If you work in tech, you’ll have heard about 2022’s round of hiring slowdowns, freezes and layoffs. Fintech, crypto and real estate have been the hardest hit industries so far. Within the cryptocurrency world, Coinbase, Gemini and BlockFi have let staff go, while in the Fintech space, Nuri, Curve, Freetrade and Klarna have all announced layoffs.
One reason that layoffs are happening is that firms are tightening their belts ahead of recession, but not all layoffs are created equal: some project teams get cut entirely, leaving the rest of the company unscathed. Elsewhere, costs are cut across the board, chopping heads around the business.
It’s not all bad news. According to the 2021 State of European Tech Report, Europe is still positioned as a global tech player, with a record $100 billion of capital invested, 98 new unicorns, and the strongest ever startup pipeline, which is on a level with that of the US. In the first eight months of 2021, European tech companies created value at pace, adding $1 trillion in the period.
Hiring remains robust across the Union too. The EU’s Tech Hiring Trends 2021 report stated that employers across the 10 countries it assessed (including Belgium, France, Germany Romania, and Spain) for the study posted nearly 900,000 job advertisements in the first quarter of 2021, highlighting a clear surge as many sectors move to digital environments.
This year, 28 European tech companies reached unicorn status in the first quarter of 2022 and in many countries, employment rates and job vacancies are reaching pre-pandemic levels. That is good news for job seekers, but it does pose some questions: how can you make your application stand out in a sea of similarity, and with a lot of talent back into the market post-layoffs, there’s a new need to do better.
One key way you can make changes to your CV is to make sure you are optimising it to showcase any hybrid skills you may have. Hybrid skills are a combination of both technical (or hard skills) and soft skills, and they are attractive to companies for a variety of reasons.
The Future of Jobs Report 2020 reported that the top skills and skill groups that employers see as rising in prominence tend towards the soft skills side and include critical thinking and analysis, as well as problem-solving, and self-management skills like active learning, resilience, stress tolerance and flexibility. The report also estimates that 40% of workers will require reskilling, which will take at least six months, and that 94% of business leaders say that they expect employees to pick up new skills on the job, a sharp uptake from 65% in 2018.
It’s clear then, that if you can demonstrate that you’ve already got this skills mix in the bag, you will be ahead of the competition – not to mention future-proofing your own career. It is also completely fair to wonder why, as a tech professional, you would be hired for anything other than your pure technical proficiency.
While your hard technical abilities can’t be underestimated, having additional competencies makes you a really attractive hire. If you want to work at a tech startup, for example, you can certainly expect to require other skills in a small, hungry business where everyone is pitching in. Twenty-three percent of tech startups fail because they don’t have the right team running the business, according to fundsquire.co.uk. Here are some skills worth highlighting.
We all communicate, but some of us do it better than others. A software developer with stellar skills and the ability to create effective, engaging materials for presentation at company Town Hall meetings or industry events, who can do so in a clear, engaging manner is a great hire. Don’t underestimate the power of combining brilliant technical skills with excellent communication abilities. It’s a rare talent and one that is highly valued.

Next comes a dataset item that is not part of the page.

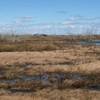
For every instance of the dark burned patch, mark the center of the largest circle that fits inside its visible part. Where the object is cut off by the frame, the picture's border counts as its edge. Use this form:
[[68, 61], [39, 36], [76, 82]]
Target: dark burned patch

Sure, you’ve been hired to do a technical job but can you incorporate some demonstrable experience to show that you are good at collaboration, decision making, and mentoring or managing teams?
As the workplace becomes more fractured, these skills become harder to find, but candidates who have great emotional intelligence are utterly necessary. Those with great emotional intelligence are valued because they are able to perceive, reason with, understand and manage not only their own emotions but those of the people around them.
Being able to think in an agile way, come up with innovative and creative solutions to issues and apply new thinking to old problems is a great trait. Creativity is particularly useful in a start-up situation where you’ll have to move fast, and respond quickly with smart solutions if things aren’t working.
According to a report from the McKinsey Global Institute, the demand for higher cognitive skills, including creativity, will rise almost 10% by 2030. Make sure you are making the most out of your creative skill set on your CV by highlighting the times you used creative thinking to solve business problems.